Distributed Linear Regression via Gradient Descent¶
Distributed linear regression using gradient descent leverages the computational power of multiple nodes to efficiently train a model on large-scale datasets. The core idea is to parallelize the gradient computation and synchronize model updates, enabling scalable machine learning.
1. Distribute the Dataset¶
The dataset $D = \{(x_i, y_i)\}_{i=1}^n$ is partitioned across worker nodes in the Spark cluster.
Each worker node receives a subset $ D_k \subset D$ to process locally.
2. Local Gradient Calculation¶
Each worker computes the gradient of the loss function (e.g., MSE) with respect to the current model parameters $\theta$, using its local data $D_k$.
For linear regression:
$$ \text{Loss} = \frac{1}{2n} \sum_{i=1}^n (\hat{y}_i - y_i)^2, \quad \hat{y}_i = x_i^\top \theta $$
The local gradient on node $k$ is:
$$ \nabla_k = \frac{1}{|D_k|} \sum_{(x_i, y_i) \in D_k} x_i (x_i^\top \theta - y_i) $$
This step ensures each node computes its own partial gradient independently.
3. Aggregate Gradients Across Nodes¶
Once all local gradients $\nabla_k$ are computed:
Reduce: Local gradients are sent to the driver and summed: $$ \nabla = \sum_k \nabla_k $$
All-Reduce (efficient alternative): Each node participates in summing and receiving the global gradient, minimizing communication overhead.

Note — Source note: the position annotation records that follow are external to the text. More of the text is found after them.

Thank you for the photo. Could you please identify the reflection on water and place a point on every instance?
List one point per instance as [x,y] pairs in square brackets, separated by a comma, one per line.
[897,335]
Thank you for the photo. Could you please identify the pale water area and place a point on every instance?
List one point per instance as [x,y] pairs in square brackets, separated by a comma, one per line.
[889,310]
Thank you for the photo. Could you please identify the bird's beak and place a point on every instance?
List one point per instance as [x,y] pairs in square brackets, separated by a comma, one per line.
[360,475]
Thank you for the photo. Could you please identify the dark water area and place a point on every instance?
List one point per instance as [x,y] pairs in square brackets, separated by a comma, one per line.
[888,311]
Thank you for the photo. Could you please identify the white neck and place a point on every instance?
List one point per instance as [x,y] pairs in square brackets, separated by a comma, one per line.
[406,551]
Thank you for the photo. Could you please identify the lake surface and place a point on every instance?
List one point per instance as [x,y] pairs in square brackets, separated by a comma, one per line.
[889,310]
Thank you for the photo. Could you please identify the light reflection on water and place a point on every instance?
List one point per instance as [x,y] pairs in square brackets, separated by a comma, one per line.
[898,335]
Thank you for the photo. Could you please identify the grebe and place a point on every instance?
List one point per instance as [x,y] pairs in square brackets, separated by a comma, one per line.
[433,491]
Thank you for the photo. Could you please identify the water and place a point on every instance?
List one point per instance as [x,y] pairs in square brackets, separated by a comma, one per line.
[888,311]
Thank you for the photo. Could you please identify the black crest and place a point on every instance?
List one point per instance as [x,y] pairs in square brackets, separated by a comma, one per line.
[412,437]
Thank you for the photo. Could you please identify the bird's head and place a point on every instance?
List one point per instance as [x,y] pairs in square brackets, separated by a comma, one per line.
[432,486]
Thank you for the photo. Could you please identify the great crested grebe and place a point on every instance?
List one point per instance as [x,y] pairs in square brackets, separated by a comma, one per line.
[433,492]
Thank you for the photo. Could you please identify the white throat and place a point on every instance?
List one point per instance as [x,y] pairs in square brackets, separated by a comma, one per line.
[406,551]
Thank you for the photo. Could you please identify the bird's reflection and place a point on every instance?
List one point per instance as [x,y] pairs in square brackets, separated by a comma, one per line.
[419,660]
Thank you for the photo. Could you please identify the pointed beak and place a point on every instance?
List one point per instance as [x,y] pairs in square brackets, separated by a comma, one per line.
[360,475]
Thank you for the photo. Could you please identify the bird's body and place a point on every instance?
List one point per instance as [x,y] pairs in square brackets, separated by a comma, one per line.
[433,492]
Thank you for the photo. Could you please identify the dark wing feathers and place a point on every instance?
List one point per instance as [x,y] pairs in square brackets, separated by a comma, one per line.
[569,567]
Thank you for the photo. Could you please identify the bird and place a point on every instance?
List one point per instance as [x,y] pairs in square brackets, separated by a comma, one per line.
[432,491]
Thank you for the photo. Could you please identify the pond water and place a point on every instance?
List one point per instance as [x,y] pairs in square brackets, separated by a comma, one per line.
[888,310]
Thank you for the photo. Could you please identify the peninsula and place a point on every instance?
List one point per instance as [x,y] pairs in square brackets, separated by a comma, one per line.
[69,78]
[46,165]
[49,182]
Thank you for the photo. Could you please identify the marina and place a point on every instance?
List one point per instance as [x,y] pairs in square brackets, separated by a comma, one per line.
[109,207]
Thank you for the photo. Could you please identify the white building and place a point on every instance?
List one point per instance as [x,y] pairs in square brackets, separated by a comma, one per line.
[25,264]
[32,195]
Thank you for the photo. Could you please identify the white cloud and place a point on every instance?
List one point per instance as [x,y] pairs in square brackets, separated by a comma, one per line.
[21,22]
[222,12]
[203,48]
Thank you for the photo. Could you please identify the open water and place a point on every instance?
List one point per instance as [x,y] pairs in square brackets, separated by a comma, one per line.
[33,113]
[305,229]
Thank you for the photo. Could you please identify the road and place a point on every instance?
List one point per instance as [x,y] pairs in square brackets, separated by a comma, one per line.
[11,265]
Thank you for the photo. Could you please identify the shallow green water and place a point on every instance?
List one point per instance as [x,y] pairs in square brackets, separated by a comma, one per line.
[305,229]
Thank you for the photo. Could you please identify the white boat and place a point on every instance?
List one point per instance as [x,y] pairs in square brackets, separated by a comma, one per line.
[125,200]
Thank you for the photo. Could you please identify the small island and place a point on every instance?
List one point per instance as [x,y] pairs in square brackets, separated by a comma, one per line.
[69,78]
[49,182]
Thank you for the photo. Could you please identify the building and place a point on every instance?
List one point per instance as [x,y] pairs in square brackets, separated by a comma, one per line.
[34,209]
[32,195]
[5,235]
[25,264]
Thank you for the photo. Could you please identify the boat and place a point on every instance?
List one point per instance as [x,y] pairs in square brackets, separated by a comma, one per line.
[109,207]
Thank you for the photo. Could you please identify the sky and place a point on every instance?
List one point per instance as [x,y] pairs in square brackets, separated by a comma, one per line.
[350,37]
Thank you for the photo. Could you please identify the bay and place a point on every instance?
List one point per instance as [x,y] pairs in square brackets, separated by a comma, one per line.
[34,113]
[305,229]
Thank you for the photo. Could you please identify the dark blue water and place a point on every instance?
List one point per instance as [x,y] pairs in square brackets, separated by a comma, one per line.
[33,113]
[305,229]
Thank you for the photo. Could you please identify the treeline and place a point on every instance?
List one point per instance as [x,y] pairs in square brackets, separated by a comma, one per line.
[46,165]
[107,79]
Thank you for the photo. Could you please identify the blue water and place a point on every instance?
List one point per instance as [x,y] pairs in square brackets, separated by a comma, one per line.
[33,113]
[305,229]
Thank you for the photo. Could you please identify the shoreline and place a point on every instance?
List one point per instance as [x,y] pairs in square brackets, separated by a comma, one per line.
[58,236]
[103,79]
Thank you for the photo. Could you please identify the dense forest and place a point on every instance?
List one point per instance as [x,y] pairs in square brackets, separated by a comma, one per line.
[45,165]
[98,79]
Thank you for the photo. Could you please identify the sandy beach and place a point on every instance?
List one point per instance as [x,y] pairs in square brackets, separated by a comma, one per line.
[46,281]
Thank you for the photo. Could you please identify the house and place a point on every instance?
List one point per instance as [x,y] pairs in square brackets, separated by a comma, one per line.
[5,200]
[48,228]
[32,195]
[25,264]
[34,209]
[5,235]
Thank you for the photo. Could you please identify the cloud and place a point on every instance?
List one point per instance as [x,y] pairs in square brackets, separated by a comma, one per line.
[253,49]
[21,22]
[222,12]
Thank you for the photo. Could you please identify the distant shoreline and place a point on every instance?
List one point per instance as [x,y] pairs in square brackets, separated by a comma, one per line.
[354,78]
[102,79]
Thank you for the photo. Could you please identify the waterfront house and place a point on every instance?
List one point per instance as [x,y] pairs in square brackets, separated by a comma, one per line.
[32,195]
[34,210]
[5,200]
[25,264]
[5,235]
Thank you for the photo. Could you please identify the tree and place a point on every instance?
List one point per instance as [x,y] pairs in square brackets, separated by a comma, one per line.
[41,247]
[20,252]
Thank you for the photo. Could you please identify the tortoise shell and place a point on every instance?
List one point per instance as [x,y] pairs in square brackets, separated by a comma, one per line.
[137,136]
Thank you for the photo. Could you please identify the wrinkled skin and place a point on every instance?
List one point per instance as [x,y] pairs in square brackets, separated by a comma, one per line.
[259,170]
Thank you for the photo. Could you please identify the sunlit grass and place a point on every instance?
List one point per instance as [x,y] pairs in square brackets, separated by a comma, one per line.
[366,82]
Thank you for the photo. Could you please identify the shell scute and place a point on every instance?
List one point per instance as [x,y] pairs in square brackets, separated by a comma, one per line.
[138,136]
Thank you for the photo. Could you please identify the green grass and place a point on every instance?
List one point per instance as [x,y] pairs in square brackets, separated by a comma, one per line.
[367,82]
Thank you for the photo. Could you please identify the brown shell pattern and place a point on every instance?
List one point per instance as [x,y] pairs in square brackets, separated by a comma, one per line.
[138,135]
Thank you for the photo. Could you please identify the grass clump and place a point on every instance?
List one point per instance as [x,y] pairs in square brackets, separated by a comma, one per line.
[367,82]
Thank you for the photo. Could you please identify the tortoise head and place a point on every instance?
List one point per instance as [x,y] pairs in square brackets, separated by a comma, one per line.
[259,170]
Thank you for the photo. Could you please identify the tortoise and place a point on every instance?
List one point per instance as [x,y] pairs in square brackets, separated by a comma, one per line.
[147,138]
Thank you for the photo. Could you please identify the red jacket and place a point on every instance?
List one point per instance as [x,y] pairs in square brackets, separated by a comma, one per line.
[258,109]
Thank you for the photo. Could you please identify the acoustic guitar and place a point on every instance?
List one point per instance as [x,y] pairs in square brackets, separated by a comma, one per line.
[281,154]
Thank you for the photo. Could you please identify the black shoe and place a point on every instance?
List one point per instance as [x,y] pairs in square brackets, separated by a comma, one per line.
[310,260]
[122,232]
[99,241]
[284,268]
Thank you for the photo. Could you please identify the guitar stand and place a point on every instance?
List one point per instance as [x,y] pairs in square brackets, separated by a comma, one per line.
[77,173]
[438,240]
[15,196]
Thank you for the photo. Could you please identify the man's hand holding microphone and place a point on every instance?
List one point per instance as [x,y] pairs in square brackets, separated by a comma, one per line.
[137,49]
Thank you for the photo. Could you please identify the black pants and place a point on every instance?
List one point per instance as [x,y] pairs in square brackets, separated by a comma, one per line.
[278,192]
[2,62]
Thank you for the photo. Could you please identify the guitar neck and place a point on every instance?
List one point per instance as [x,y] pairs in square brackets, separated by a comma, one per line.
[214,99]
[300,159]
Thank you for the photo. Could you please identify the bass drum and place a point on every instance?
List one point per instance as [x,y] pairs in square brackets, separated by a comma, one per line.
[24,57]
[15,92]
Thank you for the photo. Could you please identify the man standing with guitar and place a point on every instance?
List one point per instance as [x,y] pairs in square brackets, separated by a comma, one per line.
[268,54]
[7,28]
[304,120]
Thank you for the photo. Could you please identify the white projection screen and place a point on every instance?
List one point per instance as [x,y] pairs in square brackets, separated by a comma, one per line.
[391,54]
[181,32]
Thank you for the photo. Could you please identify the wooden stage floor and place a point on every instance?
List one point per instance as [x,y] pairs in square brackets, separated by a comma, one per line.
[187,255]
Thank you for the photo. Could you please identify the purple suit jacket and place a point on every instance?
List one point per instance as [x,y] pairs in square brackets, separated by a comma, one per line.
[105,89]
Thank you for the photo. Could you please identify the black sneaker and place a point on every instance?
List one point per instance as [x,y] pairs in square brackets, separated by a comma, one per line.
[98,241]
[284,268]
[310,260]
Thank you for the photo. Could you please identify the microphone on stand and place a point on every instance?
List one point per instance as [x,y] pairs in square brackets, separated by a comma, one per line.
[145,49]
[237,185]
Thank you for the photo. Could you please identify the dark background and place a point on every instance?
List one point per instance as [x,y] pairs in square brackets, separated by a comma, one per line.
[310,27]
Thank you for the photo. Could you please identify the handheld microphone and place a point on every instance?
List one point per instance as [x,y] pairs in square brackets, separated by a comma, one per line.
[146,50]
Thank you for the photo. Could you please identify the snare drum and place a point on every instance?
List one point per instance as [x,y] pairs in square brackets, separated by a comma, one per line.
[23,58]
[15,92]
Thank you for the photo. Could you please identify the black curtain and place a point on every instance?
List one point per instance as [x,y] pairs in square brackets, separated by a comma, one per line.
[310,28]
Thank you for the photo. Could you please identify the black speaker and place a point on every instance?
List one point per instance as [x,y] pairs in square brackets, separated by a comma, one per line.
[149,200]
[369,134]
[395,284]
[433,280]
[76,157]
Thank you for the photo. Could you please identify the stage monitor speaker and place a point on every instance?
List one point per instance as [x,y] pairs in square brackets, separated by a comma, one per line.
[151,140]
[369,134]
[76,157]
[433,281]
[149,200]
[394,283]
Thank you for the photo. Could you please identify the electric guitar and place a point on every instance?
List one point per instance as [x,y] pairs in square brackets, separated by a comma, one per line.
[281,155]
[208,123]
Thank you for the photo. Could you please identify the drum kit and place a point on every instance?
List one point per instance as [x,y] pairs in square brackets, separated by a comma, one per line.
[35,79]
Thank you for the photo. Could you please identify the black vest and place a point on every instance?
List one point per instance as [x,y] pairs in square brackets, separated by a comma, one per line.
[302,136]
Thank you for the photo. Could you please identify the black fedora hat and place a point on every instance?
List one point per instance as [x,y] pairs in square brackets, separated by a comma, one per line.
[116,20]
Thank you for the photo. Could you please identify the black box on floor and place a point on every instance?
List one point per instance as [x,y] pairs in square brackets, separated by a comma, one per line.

4. Update Global Model Parameters¶
Using the aggregated gradient $\nabla$, update model parameters:
$$ \theta \leftarrow \theta - \eta \cdot \nabla $$
Where $\eta$ is the learning rate.
This update can be performed:
- Centrally on the driver (with
reduce
) - Or in a distributed fashion (with
all-reduce
)
5. Iterate Until Convergence¶
Repeat steps 2–4 until one of the following is met:
- Loss change is below a threshold
- Maximum number of iterations reached
- Gradient norm is below a tolerance
6. Convergence and Final Model¶
After convergence, the final model parameters $\theta^*$ are returned. This model can then be:
- Used for prediction
- Stored and deployed
- Evaluated on validation/test datasets
import findspark
findspark.init('/opt/apps/SPARK3/spark-current')
import pyspark
from pyspark.sql import SparkSession
spark = SparkSession.builder.appName("DistributedLinearRegressionGD").getOrCreate()
sc = spark.sparkContext
25/04/14 13:31:47 WARN [Thread-6] Utils: Service 'SparkUI' could not bind on port 4040. Attempting port 4041. 25/04/14 13:31:47 WARN [Thread-6] Client: Neither spark.yarn.jars nor spark.yarn.archive is set, falling back to uploading libraries under SPARK_HOME.
Simulation¶
## Generate Synthetic Data
# We simulate 1000 data points where the true relationship is y = 3x + noise.
import numpy as np
np.random.seed(42)
n_samples = 1000
X = np.random.rand(n_samples) * 10
y = 3 * X + np.random.randn(n_samples)
data = list(zip(X, y))
data_rdd = sc.parallelize(data, numSlices=4)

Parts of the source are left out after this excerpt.